OmniVerita™ system (RUO) is is the first clinical application of the Verita™ platform that is currently being developed by Biological Dynamics.
This system consists of a disposable microfluidic cartridge, a fully automated benchtop analyzer (OmniVerita™, pictured on the left), and a growing portfolio of treatment response monitoring OncoState™ assays.
The system uses a small sample size (< 0.2 mL) and the results are available in less than 1 hour. Each cartridge incorporates 8 independent arrays and can accommodate up to eight samples per run. The analyzer applies thermal, fluidic, optical, and electrical effects, as well as software to isolate, detect and quantify cfDNA.
OncoState™ IO assay
The OncoState™ IO assay (RUO) measures concentration of cell-free DNA >300bp (cfDNA) in plasma of patients with advanced Non-Small Cell Lung Cancer (NSCLC) who are undergoing treatments with latest immuno-oncology regimens (See Fig. 1 below).

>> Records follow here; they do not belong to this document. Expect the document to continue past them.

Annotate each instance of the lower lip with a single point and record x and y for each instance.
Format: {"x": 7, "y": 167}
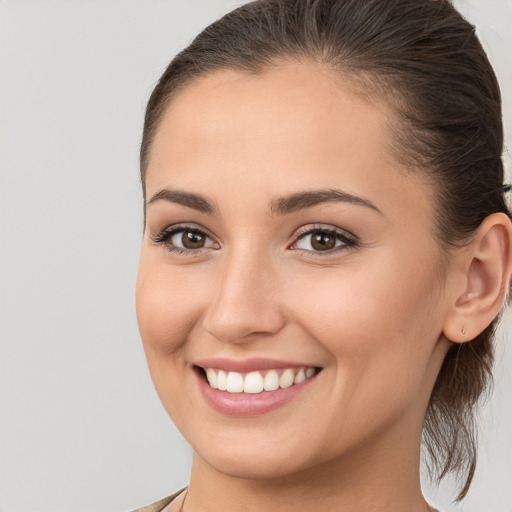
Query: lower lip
{"x": 249, "y": 404}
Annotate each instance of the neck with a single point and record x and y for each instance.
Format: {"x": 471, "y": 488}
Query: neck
{"x": 381, "y": 478}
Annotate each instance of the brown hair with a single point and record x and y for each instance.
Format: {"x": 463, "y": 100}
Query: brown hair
{"x": 426, "y": 60}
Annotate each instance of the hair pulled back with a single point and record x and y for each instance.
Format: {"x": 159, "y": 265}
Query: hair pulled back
{"x": 424, "y": 58}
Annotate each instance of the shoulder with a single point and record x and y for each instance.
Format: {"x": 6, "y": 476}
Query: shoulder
{"x": 159, "y": 505}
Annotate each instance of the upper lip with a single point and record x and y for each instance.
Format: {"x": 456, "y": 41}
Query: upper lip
{"x": 248, "y": 365}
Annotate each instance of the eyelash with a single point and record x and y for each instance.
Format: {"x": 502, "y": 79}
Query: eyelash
{"x": 348, "y": 240}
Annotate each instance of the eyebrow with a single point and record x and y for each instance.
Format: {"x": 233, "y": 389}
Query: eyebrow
{"x": 280, "y": 206}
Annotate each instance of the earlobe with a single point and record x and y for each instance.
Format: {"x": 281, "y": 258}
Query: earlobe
{"x": 487, "y": 266}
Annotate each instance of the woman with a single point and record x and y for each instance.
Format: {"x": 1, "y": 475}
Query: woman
{"x": 326, "y": 252}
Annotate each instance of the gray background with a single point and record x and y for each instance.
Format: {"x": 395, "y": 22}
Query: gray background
{"x": 81, "y": 427}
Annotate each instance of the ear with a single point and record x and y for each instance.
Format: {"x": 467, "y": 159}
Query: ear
{"x": 482, "y": 284}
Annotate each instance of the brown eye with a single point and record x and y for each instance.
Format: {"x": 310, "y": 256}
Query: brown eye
{"x": 192, "y": 240}
{"x": 182, "y": 239}
{"x": 321, "y": 241}
{"x": 318, "y": 240}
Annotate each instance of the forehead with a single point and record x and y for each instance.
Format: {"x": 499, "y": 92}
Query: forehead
{"x": 293, "y": 126}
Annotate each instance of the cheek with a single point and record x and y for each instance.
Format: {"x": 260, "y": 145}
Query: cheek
{"x": 167, "y": 308}
{"x": 380, "y": 323}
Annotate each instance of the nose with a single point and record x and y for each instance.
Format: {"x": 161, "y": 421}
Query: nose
{"x": 245, "y": 305}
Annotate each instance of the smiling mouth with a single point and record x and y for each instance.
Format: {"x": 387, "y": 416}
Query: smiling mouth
{"x": 256, "y": 381}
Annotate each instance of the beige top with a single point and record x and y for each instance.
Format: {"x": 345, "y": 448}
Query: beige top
{"x": 158, "y": 506}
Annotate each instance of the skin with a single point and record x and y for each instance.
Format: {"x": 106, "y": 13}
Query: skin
{"x": 374, "y": 316}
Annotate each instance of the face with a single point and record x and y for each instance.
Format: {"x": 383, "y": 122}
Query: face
{"x": 285, "y": 248}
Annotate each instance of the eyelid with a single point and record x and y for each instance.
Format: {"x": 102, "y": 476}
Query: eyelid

According to American Cancer Society, lung cancer is the leading cause of cancer death among both men and women worldwide. In 2018, an estimated 234,030 new cases of lung cancer will be diagnosed in the the United States. Non-Small Cell Lung Cancer (NSCLC) comprises 85% of all lung cancers.
The introduction of immunotherapy in 2015 marked a critical paradigm shift in the treatment of lung cancer. Immune checkpoint inhibitors, pembrolizumab (Keytruda), nivolumab (Opdivo), and atezolizumab (Tecentriq) continue to offer new hope to the vast majority of NSCLC patients (>80% in the Western world) who do not respond to standard chemotherapy or whose tumors do not have targetable mutations.
Why hmw cfDNA is important
The assay isolates and quantifies cell-free dsDNA directly from plasma of lung cancer patients undergoing systemic therapies. Studies have suggested that the change in concentration of the serially measured dsDNA correlates with treatment response in cancers.